The business side of things has taken another interesting journey. “Polygone Technologies provides microplastic detection and certification services for beverage producers. We are currently working on a pilot project with a local brewery. We decided to start with breweries because generally they are more into natural products.”
Smith starts with a plastic audit simply by taking a bottle or can off the store shelf, measuring the microplastic content and reporting back to the company. Then a visit to the brewery to look for sources of contamination. “We provide fast, affordable detection. We offer to do more testing to see where the source is and make specific recommendations to mitigate the amount of microplastics in the finished product. That could mean filtering the water source, changing the holding container, or looking at behavior change – plastics in the uniforms for example. We also provide a media kit to the brewery and participate in promoting the company by designating a Gold Standard.” Moving forward, Smith hopes to include other breweries, wineries, and juice companies in removing microplastics from their products.

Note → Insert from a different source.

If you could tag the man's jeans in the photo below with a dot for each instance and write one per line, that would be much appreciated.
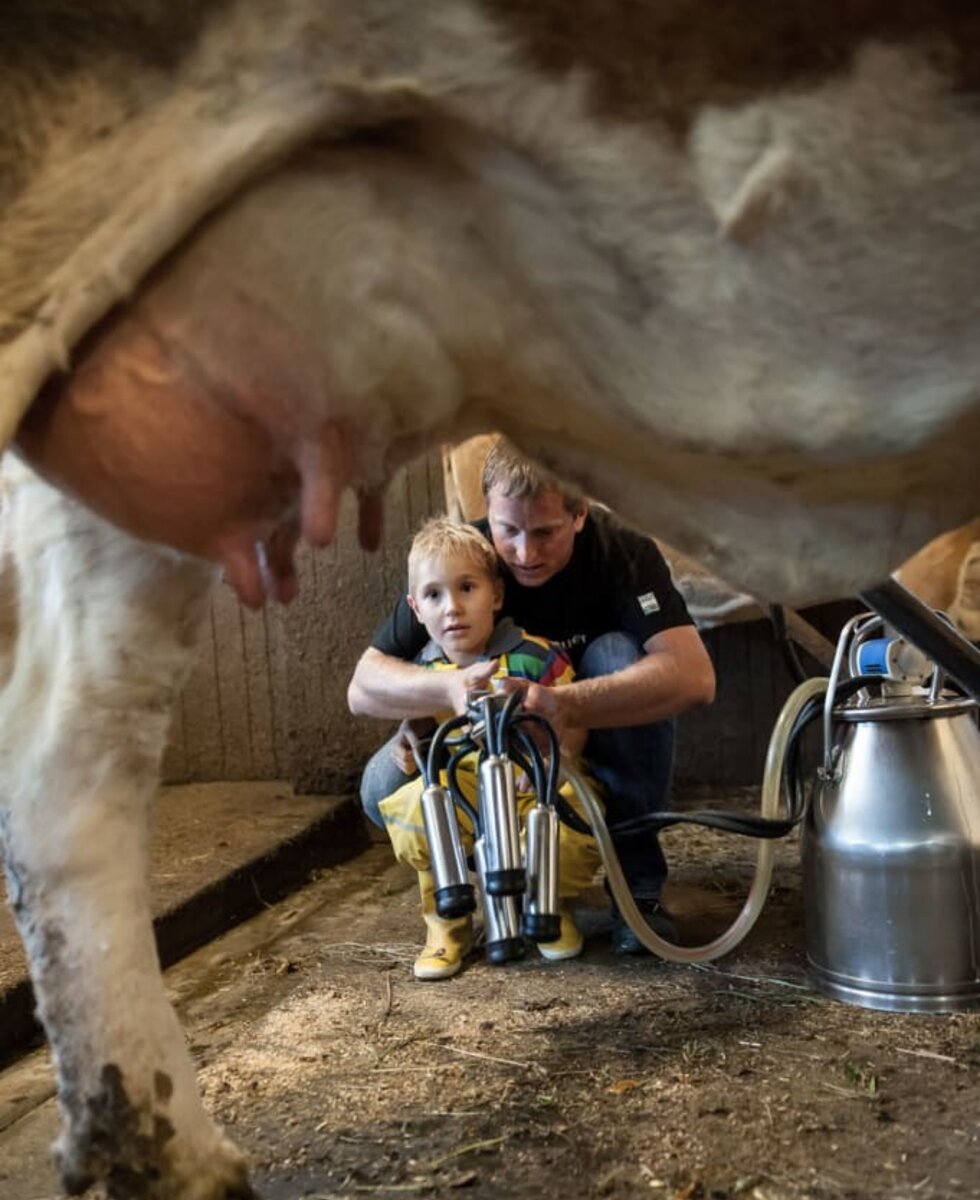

What’s next on Smith’s radar? “I’m working on the international patent for our microplastic detection device, working on publications about water, and encouraging more women to take power into their own hands whether it be in research, policy making, or any kind of leadership that helps our world reach a better place.” After her PhD requirements are completed, Smith plans to become more active in water communication through advocacy, helping companies understand water problems and marketing ways to instigate positive change.
Smith also has deep concerns about the bottled water industry on two counts. “The microplastics that are in the environment through the single use plastic in bottled water has to change. If it were up to me, I would say NO to bottled water. Of course, it does have a place, in emergency situations, but perhaps the packaging could change.”
The other disturbing fact Smith points out is in policy. “We have to have a change – stricter limits on how much water a company can take from communities.” Nestlé, for example has exploited the water resources of communities even when they are experiencing drought, and paying very little for the extraction of valuable groundwater. The company has taken 1 billion litres of water on expired permits in Aberfoyle, Ontario. “This has to stop.”
Smith reiterates as the Water Communicator that she is, “I want to be a role model, especially for other young women, to know they can take power into their own hands.”